La tecnica dell’accostamento di opere di autori e periodi storici diversi possiede a volte un carattere rivelatorio ma al tempo stesso anche fortemente arbitrario, quando non addirittura deliberatamente antistorico. Il tratto di storia che tale tecnica illumina risulta così di sovente oscurato dall’ombra di discutibilità e di “sospetto” che essa stessa proietta.

È a partire dalla piena coscienza dei rischi che corre, dunque, che la presente mostra fa proprio il metodo comparativo. Ma con una precisa avvertenza: paralleli e confronti qui presentati, ben lungi dal voler dimostrare la «decadenza del gusto attuale», cercano piuttosto di mettere in luce aspetti degli edifici milanesi compresi tra gli anni ’50 e ’70 e tra gli anni ’80 e la metà del primo decennio del XXI secolo che altrimenti, se analizzati separatamente, sarebbero probabilmente destinati a sfuggire.

In questo senso, quanto emerge dai vari confronti è nella gran parte dei casi un contrasto, ma di natura e di segno di volta in volta differente: nel modo di intendere il carattere pubblico degli interventi; nel ruolo assunto dalla committenza; nel rapporto con gli altri edifici; nella maniera di trattare i componenti architettonici, di concepire lo spazio, di articolare le facciate, di risolvere i dettagli; in breve, di dare forma all’architettura nel suo complesso. Ma si faccia attenzione: non tutti questi contrasti si risolvono troppo facilmente e univocamente a favore degli edifici appartenenti al primo periodo. E se è vero che in molte circostanze sono proprio questi a presentare qualità, sensatezza e accuratezza esecutiva maggiori, è nondimeno in edifici più recenti che si lasciano rintracciare virtù – non a caso molto contemporanee – quali la capacità di adattamento, la leggerezza, l’attenzione ambientale.

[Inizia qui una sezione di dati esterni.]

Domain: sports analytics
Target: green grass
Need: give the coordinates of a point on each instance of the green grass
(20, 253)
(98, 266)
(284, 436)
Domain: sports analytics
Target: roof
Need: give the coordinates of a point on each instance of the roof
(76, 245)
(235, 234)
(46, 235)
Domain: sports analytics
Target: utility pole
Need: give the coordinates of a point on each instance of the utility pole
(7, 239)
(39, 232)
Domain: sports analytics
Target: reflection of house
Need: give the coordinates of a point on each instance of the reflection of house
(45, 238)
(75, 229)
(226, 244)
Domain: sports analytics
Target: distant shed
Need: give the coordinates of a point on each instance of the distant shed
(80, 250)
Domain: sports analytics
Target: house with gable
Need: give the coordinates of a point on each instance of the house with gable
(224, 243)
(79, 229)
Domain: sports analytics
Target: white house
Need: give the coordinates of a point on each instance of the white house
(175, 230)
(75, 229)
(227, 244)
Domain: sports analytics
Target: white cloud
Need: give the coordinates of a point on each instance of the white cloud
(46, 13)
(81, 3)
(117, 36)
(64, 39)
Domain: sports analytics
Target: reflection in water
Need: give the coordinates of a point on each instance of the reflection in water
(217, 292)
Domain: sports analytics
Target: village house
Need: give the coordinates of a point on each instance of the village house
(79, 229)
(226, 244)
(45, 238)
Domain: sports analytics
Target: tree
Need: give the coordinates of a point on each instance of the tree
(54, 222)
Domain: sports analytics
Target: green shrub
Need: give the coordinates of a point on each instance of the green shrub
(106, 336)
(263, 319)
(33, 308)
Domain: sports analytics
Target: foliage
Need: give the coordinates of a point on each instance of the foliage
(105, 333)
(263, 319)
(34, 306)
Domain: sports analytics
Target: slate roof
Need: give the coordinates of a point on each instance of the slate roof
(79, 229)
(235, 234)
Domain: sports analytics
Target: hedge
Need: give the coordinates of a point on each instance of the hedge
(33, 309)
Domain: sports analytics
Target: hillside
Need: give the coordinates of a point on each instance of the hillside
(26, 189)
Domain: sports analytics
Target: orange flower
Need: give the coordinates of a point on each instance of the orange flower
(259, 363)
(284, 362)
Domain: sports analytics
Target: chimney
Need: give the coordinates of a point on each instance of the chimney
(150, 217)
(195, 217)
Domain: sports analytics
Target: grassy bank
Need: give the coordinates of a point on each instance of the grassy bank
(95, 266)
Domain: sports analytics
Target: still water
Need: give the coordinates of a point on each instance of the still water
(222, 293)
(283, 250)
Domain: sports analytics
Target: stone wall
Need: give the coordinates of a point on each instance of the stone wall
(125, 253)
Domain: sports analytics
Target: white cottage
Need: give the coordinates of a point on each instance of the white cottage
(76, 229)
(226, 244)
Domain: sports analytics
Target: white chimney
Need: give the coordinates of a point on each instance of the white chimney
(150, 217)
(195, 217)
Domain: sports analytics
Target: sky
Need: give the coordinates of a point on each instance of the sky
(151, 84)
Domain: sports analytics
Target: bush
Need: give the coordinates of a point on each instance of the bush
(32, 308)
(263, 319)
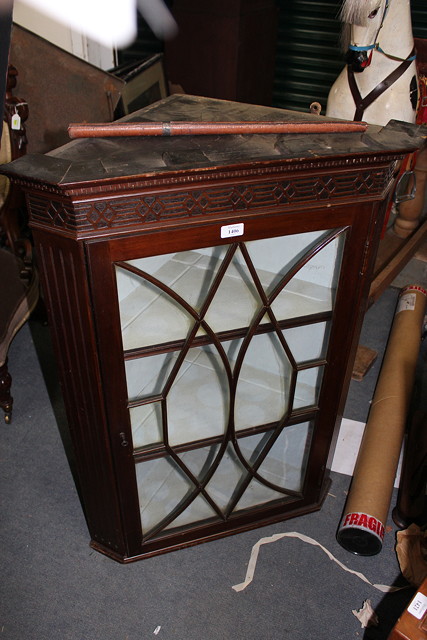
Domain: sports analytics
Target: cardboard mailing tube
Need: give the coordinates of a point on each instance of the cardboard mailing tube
(362, 528)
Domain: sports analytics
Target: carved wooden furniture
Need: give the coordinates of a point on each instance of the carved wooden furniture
(19, 289)
(205, 295)
(224, 49)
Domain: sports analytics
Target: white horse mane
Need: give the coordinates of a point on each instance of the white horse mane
(357, 11)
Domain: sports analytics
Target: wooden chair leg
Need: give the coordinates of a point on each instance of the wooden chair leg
(6, 400)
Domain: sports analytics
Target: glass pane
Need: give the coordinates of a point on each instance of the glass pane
(147, 376)
(258, 494)
(199, 461)
(262, 392)
(286, 462)
(146, 424)
(308, 387)
(199, 400)
(189, 273)
(148, 315)
(312, 289)
(274, 257)
(199, 510)
(161, 489)
(308, 342)
(236, 301)
(227, 479)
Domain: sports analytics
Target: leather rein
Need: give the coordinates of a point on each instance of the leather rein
(363, 103)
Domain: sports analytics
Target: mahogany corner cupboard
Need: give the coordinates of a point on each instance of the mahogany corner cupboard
(205, 296)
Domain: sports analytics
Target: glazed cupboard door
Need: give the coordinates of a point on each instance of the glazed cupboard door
(215, 353)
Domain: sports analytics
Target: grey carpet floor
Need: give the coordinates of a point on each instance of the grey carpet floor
(55, 587)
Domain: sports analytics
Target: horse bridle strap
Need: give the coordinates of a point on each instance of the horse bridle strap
(364, 103)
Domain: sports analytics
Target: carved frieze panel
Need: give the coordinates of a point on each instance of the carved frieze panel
(110, 213)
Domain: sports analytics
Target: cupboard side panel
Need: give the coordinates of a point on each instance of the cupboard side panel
(64, 283)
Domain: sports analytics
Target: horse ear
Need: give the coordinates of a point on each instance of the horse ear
(345, 36)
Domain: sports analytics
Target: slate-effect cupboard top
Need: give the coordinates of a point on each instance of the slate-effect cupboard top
(91, 160)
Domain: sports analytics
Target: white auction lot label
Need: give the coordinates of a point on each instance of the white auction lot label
(231, 230)
(418, 606)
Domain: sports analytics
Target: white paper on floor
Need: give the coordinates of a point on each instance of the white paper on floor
(347, 448)
(294, 534)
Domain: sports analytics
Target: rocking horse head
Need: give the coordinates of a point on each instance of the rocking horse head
(363, 21)
(378, 40)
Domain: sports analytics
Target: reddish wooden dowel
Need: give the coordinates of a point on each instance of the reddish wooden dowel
(100, 130)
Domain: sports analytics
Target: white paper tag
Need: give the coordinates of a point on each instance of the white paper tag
(231, 230)
(418, 606)
(16, 121)
(406, 302)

Tutti questi contrasti sono i molteplici riflessi – ciascuno catturato all’interno di un proprio singolo “specchio” – delle trasformazioni che Milano ha subìto, ma nella gran parte dei casi accettato, se non addirittura fortemente voluto, nel corso degli anni, dal secondo dopoguerra ai giorni nostri. Si tratta di trasformazioni sociali, politiche, civili, prima ancora che architettoniche; e sarebbe dunque del tutto scorretto attribuirne la responsabilità – o il merito – ai soli architetti. Ma più e meglio di ogni altra cosa, forse, sono proprio gli edifici che hanno caratterizzato Milano negli ultimi settant’anni a fornire una traccia consistente e durevole di ciò che è accaduto alla società che ha abitato e usato la città: la progressiva mutazione da un’economia produttiva basata sul comparto industriale a un’economia dapprima terziaria, e poi sempre più decisamente bancaria e finanziaria. Una mutazione che soltanto in maniera fallace e imprecisa può essere identificata con il lineare percorso che dal boom economico conduce alla crisi.

La Milano di oggi, improntata alla “smaterializzazione” e alla “volatilità” che contraddistingue i mercati finanziari e alla riduzione di ogni cosa a immagine, tipica del settore commerciale (ma ormai pressoché di tutti i fenomeni), si lascia fissare negli edifici che produce esattamente come la Milano dei decenni successivi alla seconda guerra mondiale, animata dallo spirito della ricostruzione ma scopertasi anche rapidamente cedevole alle seduzioni della nuova “civiltà dei consumi”, si lasciava fissare nei propri. E il medesimo rapporto si potrebbe osservare in tutti gli altri momenti del recente passato milanese.

Mettendo alcuni dei suoi edifici a confronto, Milano mostra di avere mutato volto, ma anche pelle, carne, sangue; modificando non soltanto – o, a volte, tanto – il proprio aspetto esteriore quanto piuttosto le sue logiche più interne e riposte. Rivelando infine di aver imparato a far propria anche quella “logica della spettacolarizzazione” contemporanea in cui le cose non si limitano a svolgere silenziosamente le proprie funzioni ma hanno al tempo stesso bisogno di renderle visibili e “godibili”: ovvero proprio ciò a cui la Milano moderna si era fieramente opposta e dichiarata in antitesi.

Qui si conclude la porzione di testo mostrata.